The picture of Granville Tailer Woods is from Famous Inventors.

9 thoughts on “Ospreyshire Origins: GTW: Granville Tailer Woods

  1. Ospreyshire, you are NOT a loser. Never think that! Never believe that! You are a talented, empathetic, intelligent, creative person who is too hard on himself. I could continue with ALL the qualities that you possess that indicate you are NOT a loser, but I need some sleep. Please, stop being so hard on yourself. I just want to shake you.

    Liked by 2 people

    • Thanks for encouraging me, Shelby. I still struggle with self-loathing even though I’m nowhere near as bad as I was in that regard years ago. I do apologize if I sounded more depressed than I actually was in the post even if that “artsy loser” line was more in passing than than anything.

      I was really impressed with Granville Tailer Woods and several other of the inventors I mentioned in my album. It was frustrating not hearing about several of them when I was in school. being an autodidact certainly has it’s bright side, but there’s a part of me that wishes I could’ve learned about them when I was a kid and could have invented something great or at least have a successful business.

      I needed to read this comment from you. Thank you. Out of curiosity, have you heard of Dr.
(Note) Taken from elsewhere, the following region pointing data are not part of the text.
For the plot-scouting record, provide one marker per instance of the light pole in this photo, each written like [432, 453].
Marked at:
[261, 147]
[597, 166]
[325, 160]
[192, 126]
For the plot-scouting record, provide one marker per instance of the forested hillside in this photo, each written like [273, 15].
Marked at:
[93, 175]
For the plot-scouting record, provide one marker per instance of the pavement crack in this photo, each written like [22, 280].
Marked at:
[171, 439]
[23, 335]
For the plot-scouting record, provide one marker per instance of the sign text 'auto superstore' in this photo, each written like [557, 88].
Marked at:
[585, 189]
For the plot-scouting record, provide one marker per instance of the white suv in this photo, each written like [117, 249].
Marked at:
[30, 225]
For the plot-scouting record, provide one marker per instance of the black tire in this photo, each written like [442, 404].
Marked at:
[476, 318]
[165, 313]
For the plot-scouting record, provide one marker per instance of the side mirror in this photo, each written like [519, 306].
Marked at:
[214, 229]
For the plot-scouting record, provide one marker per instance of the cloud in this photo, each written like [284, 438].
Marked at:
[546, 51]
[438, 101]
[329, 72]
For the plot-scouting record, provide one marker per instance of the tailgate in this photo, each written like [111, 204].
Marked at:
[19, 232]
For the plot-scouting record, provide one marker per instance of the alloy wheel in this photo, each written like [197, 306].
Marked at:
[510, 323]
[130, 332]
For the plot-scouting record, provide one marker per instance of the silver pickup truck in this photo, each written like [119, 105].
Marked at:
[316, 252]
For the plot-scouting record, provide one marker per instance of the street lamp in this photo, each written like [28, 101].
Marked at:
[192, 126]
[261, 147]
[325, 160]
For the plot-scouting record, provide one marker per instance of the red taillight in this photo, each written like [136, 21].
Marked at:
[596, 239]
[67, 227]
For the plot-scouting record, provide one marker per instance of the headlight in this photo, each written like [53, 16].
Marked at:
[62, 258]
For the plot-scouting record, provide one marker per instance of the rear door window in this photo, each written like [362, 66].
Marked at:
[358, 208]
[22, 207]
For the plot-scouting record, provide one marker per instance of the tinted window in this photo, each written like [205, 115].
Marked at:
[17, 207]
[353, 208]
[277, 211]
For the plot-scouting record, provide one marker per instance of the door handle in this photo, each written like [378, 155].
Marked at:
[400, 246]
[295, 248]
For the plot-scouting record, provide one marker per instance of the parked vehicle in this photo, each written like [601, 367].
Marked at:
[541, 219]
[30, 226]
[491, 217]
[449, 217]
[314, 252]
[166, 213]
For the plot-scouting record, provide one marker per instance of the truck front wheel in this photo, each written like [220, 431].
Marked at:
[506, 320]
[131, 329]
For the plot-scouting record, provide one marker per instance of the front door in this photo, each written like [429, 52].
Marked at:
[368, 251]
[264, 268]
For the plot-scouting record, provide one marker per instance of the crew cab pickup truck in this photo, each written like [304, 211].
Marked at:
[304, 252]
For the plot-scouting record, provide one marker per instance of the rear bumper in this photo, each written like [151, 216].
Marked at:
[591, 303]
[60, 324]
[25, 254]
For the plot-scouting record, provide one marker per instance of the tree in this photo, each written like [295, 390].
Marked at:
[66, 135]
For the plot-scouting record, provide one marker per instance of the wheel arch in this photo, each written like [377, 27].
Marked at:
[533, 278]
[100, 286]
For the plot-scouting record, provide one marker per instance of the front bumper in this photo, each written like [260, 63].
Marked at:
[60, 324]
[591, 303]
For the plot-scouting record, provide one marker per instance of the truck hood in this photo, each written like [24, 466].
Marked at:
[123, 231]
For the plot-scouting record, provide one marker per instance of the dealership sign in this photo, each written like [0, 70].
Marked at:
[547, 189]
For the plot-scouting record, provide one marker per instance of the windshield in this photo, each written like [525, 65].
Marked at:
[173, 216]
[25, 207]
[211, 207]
Woods before?

      Liked by 1 person

      • Ospreyshire, like you, the ‘public fool’ system did NOT teach us a damn thing about people who look like me. We were only bombarded with what whites did, here, there and way over yonder. It is a sad shame that many of us had to become adults to learn about people like Granville Tailer Woods and all the others you’ve highlighted on your blog. This just shows the extent of racism in this country. It is insidious.

        Liked by 1 person

      • Yeah, definitely. The only black inventors and pioneers that I heard of during my K-12 years were George Washington Carver and Lonnie Thomas. The former was the only black inventor I was taught in school about (even then it was a blip in hindsight and only talked about his work with peanut butter). The latter who was famous for creating the Super Soaker of all things was someone I heard about only because of an episode of The Proud Family of all things when I was in middle school which is sad, if you think about it.

        Exactly! I’m glad you could relate in only knowing about Granville Tailer Woods and so many others only until adulthood. That was also part of my point when I had the songs about the black inventors and innovators in particular which involves most of the album. For me, there’s an ambivalent feeling in learning about these great unknown black inventors. The upside is me thinking “Hey, this is awesome! I didn’t even know about this and I’ll do more research!” while at the same time I think to myself “How did I not know about this person or that person?! If I knew about them when I was a kid, I’d have way more self-esteem and invent something!”. Have you ever had that feeling, too? It’s totally insidious and this was by design. Could you imagine if Dr. Woods, Benjamin Banneker, or Charles R. Drew for example were taught in school just as much as Alexander Graham Bell, Isaac Newton, and/or that patent thief Thomas Edison?